3.1 Design and production of recombinant allergen tetramers for CytoBas
Immunodominant allergen components of BV and RGP were selected for generation of recombinant allergen tetramers (Api m 1, Lol p 1 and Lol p 5).20-22,27,28 The full-length Api m 1 protein was produced with the native leader sequence, and C-terminal 6-His and BirA tags for purification and biotinylation (Figure 1A ). The construct contained a H67Q mutation to prevent catalytic activity without affecting IgE reactivity.34 Similarly, the Lol p 1 and Lol p 5 constructs were generated with the Api m 1 leader sequence to target these for secretion. Lol p 1 catalytic activity was abolished by a H104V mutation.35 Purified allergens were probed by Western blot using an anti-6-His antibody and detected at expected sizes with typical diversity in glycosylation density (Figure 1B ). Recombinant allergens were biotinylated and tetramerized with a streptavidin-APC conjugate to generate Api m 1, Lol p 1 and Lol p 5 tetramers.
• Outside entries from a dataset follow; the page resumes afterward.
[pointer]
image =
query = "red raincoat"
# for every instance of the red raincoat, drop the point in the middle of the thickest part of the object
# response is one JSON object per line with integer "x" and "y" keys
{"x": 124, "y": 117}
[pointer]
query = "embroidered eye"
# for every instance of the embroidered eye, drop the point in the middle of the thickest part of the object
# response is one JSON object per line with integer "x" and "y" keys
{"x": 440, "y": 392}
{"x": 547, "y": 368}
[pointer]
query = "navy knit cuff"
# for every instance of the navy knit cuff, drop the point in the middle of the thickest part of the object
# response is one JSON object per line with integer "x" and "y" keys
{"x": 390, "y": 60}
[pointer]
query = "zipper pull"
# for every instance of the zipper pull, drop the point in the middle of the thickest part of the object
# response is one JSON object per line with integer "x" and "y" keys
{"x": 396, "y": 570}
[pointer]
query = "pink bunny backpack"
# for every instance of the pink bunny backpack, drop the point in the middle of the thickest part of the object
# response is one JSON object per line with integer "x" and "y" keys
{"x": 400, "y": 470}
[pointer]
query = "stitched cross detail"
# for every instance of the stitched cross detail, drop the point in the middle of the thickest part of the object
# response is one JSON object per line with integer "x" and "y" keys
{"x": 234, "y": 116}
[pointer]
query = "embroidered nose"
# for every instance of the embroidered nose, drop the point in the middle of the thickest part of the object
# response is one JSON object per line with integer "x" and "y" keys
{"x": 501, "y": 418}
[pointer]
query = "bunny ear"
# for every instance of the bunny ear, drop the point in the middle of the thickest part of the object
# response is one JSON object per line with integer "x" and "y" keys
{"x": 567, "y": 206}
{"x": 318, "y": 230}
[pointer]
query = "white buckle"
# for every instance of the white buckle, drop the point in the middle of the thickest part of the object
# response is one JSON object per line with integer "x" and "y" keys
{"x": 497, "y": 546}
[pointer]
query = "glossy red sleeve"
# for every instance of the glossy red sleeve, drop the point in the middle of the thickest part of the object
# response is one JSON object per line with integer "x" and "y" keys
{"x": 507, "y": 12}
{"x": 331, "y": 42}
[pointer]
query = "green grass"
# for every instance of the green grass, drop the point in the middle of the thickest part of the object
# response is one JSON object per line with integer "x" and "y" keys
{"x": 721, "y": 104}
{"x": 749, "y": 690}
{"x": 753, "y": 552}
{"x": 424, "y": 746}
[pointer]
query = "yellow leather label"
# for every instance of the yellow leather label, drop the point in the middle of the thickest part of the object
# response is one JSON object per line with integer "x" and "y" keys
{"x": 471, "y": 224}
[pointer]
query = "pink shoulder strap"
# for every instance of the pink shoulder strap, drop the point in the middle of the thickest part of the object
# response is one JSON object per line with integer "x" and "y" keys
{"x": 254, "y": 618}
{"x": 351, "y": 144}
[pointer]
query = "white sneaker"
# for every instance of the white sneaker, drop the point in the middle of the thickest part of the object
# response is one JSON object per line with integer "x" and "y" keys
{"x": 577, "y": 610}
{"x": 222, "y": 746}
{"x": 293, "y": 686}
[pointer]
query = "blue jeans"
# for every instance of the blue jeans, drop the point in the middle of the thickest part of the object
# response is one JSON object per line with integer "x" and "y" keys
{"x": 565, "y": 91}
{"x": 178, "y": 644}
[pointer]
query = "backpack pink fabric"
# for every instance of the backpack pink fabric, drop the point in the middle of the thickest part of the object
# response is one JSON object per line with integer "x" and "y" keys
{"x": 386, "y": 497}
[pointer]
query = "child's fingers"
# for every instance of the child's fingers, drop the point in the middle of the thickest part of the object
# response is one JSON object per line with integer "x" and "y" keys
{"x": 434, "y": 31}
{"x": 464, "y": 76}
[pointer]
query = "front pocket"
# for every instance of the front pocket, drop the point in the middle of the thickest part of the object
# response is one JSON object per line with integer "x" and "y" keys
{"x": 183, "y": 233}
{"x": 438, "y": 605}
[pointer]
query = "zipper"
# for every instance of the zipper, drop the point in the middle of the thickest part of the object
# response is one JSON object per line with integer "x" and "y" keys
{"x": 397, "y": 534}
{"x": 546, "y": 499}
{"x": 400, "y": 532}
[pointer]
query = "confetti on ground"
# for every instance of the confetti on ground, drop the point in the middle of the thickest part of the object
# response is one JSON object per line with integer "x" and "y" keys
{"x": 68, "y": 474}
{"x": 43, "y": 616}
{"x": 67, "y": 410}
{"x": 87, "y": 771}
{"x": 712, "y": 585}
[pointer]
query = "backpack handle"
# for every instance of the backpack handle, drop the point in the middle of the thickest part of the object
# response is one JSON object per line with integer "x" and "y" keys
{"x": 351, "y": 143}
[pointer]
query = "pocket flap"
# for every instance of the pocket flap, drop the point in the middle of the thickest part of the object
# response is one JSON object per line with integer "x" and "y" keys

The ability of allergen tetramers to detect specific IgE on basophils using flow cytometry was assessed using whole blood samples of allergic patients and controls. Following 15 min incubation with the relevant allergen tetramer and mAbs, binding of allergen to CD123+IgE+ basophils was examined (Figure 1C ). The Api m 1 tetramer ([Api m 1]4-APC) specifically stained basophils from a BV-allergic individual and not a control (Figure 1D ). Similarly, [Lol p 1]4-APC and [Lol p 5]4-APC each positively stained basophils from an RGP-allergic patient, and not a control. Thus, these recombinant allergen tetramers can be used to detect allergen sensitization by binding specific IgE on the surface of basophils using flow cytometry (CytoBas).